Over and over, Rosin hits on two major themes: Interactivity and moderation. Several pieces of research Rosin cites suggest that interaction is the key to very young children understanding things told to them, whether by a live person or by a computer program. Apps on the iPad are frequently cited by several experts and parents as effective ways to foster young children’s development, more effective than old-school educational television programs. But on the other hand, most of those cited in the story preach some moderation and control: Much like any other medium, too much iPad time can be a bad thing. Other topics touched on range from attachment to a known icon like Elmo (whose erroneous information is trusted implicitly by Rosin’s youngest child) to prejudices that favor one medium over another (one parent toward the end of the article says that “to say to a kid, ‘I’d love for you to look at a book but I hate it when you look at the screen’ is just bizarre. It reflects our own prejudices and comfort zone. It’s nothing but fear of change, of being left out”).

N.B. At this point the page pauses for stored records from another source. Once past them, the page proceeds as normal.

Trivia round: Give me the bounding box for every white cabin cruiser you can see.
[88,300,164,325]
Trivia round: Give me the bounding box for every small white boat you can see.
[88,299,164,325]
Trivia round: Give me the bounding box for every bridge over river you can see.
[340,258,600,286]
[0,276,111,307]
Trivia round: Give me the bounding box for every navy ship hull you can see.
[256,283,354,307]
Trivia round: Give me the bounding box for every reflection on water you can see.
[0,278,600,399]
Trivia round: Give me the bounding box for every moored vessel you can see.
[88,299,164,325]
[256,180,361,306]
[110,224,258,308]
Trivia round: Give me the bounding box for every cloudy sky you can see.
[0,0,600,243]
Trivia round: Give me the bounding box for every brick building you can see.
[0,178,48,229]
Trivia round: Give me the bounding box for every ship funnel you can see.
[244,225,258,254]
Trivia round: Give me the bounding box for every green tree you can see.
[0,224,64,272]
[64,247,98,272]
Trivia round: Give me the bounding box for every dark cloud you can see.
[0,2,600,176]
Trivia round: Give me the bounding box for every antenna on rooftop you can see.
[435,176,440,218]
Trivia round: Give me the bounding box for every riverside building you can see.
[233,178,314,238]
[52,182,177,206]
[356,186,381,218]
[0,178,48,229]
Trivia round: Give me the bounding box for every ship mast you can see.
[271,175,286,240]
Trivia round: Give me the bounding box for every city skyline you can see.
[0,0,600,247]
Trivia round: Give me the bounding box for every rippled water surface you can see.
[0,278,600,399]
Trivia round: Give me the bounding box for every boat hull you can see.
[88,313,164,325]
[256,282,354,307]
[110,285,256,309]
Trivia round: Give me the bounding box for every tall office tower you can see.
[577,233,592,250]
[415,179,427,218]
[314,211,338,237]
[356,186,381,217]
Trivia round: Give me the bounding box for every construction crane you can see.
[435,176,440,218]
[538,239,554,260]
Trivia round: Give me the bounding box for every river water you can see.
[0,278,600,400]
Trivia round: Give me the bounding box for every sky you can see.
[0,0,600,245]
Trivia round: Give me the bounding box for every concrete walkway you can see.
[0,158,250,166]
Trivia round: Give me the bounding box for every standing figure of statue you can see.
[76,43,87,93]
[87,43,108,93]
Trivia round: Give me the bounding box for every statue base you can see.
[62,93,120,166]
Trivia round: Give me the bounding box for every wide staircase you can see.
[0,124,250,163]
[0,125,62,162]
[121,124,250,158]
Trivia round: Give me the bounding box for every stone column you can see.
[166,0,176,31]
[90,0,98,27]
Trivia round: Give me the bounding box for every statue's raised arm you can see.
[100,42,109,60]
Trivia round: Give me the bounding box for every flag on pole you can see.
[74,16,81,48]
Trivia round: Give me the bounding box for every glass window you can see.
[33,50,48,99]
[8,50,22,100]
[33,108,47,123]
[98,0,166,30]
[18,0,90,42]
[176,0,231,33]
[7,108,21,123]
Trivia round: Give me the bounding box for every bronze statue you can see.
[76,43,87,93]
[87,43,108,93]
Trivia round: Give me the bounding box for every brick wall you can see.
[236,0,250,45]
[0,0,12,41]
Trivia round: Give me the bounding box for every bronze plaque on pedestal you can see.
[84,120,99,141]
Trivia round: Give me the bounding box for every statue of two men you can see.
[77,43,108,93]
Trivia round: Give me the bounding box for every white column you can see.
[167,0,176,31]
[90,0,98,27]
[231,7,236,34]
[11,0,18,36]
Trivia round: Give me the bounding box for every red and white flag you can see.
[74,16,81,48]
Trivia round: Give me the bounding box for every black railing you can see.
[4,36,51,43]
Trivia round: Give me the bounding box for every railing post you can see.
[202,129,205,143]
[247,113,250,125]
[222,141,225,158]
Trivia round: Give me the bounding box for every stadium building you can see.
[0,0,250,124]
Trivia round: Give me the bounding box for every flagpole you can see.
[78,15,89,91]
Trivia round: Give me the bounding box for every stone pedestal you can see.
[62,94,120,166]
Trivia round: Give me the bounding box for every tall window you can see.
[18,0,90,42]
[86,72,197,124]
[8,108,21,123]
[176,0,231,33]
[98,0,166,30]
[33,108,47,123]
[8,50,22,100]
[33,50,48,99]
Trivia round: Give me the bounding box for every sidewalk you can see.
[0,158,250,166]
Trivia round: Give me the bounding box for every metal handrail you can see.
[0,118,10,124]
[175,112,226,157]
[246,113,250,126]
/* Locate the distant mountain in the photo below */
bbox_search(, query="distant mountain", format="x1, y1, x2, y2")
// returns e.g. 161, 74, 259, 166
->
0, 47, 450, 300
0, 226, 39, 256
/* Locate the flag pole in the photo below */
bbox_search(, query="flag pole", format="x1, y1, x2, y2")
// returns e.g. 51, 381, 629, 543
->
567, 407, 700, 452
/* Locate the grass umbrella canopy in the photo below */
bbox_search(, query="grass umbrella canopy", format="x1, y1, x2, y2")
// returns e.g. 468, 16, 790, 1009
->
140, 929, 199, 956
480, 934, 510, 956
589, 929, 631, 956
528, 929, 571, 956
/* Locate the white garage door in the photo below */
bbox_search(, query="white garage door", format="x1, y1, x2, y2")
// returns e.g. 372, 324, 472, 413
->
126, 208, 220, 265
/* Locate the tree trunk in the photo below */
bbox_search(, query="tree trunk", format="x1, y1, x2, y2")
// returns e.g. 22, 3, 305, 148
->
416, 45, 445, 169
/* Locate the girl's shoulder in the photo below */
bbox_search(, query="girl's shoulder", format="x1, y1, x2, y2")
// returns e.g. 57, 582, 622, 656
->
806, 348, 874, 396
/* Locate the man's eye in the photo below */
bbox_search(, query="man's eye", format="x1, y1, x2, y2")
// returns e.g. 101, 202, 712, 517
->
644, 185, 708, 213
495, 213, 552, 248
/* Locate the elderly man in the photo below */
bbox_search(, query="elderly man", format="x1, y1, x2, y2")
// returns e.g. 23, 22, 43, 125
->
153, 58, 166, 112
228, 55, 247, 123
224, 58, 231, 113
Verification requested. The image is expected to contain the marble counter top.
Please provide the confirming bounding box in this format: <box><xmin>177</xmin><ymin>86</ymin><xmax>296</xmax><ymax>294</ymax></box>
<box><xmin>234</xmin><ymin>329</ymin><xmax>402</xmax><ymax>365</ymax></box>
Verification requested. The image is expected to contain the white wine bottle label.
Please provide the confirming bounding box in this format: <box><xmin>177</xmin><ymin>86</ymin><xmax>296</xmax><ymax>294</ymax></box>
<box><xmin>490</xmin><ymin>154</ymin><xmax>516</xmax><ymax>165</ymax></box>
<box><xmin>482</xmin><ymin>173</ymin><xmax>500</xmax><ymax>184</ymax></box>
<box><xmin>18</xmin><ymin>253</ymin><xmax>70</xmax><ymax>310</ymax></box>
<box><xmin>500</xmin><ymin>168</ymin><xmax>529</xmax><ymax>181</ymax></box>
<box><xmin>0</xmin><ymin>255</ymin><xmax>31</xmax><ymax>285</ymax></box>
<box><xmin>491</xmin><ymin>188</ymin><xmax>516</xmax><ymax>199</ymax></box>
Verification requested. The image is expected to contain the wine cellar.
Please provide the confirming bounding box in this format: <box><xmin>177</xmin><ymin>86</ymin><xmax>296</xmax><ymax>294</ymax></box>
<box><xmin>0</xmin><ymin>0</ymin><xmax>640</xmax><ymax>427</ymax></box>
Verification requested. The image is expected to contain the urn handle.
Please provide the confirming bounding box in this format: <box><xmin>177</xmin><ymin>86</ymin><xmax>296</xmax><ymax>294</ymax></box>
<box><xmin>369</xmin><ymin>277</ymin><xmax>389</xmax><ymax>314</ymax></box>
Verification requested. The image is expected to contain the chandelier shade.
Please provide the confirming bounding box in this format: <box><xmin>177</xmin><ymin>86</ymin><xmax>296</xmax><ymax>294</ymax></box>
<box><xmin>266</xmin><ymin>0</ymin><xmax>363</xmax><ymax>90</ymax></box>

This article does a great job of thoroughly examining the impact that emerging media have on the very young. I think it is a must-read for anyone trying to wrap their heads around how to think about seeing a toddler swipe her hands across a touch-screen. Katie, a friend of mine from my past life as a journalist, told me at a brunch meeting a few weeks after this article was released, that she’s constantly amazed at seeing her daughter (now 16 months old, but only about 11 months at the time) play intently with her iPad, swiping not randomly but with some degree of actual understanding about what she was doing. I hadn’t read all of this article yet, but I told Katie about what I’d read of it so far, and after a little bit of discussion she expressed the opinion that, while she wouldn’t let Vivian play with gadgets all the time, there was little doubt that some play time with the iPad was a good thing.
The article points out that a lot more research needs to be done, but my takeaway is this: Interactive gadgets are just one more plaything and one more potential developmental tool. Much as Clay Shirky points out that adults still consume media even as they participate and share more, I think that in children’s development, every plaything and tool has an appropriate time, place, and use.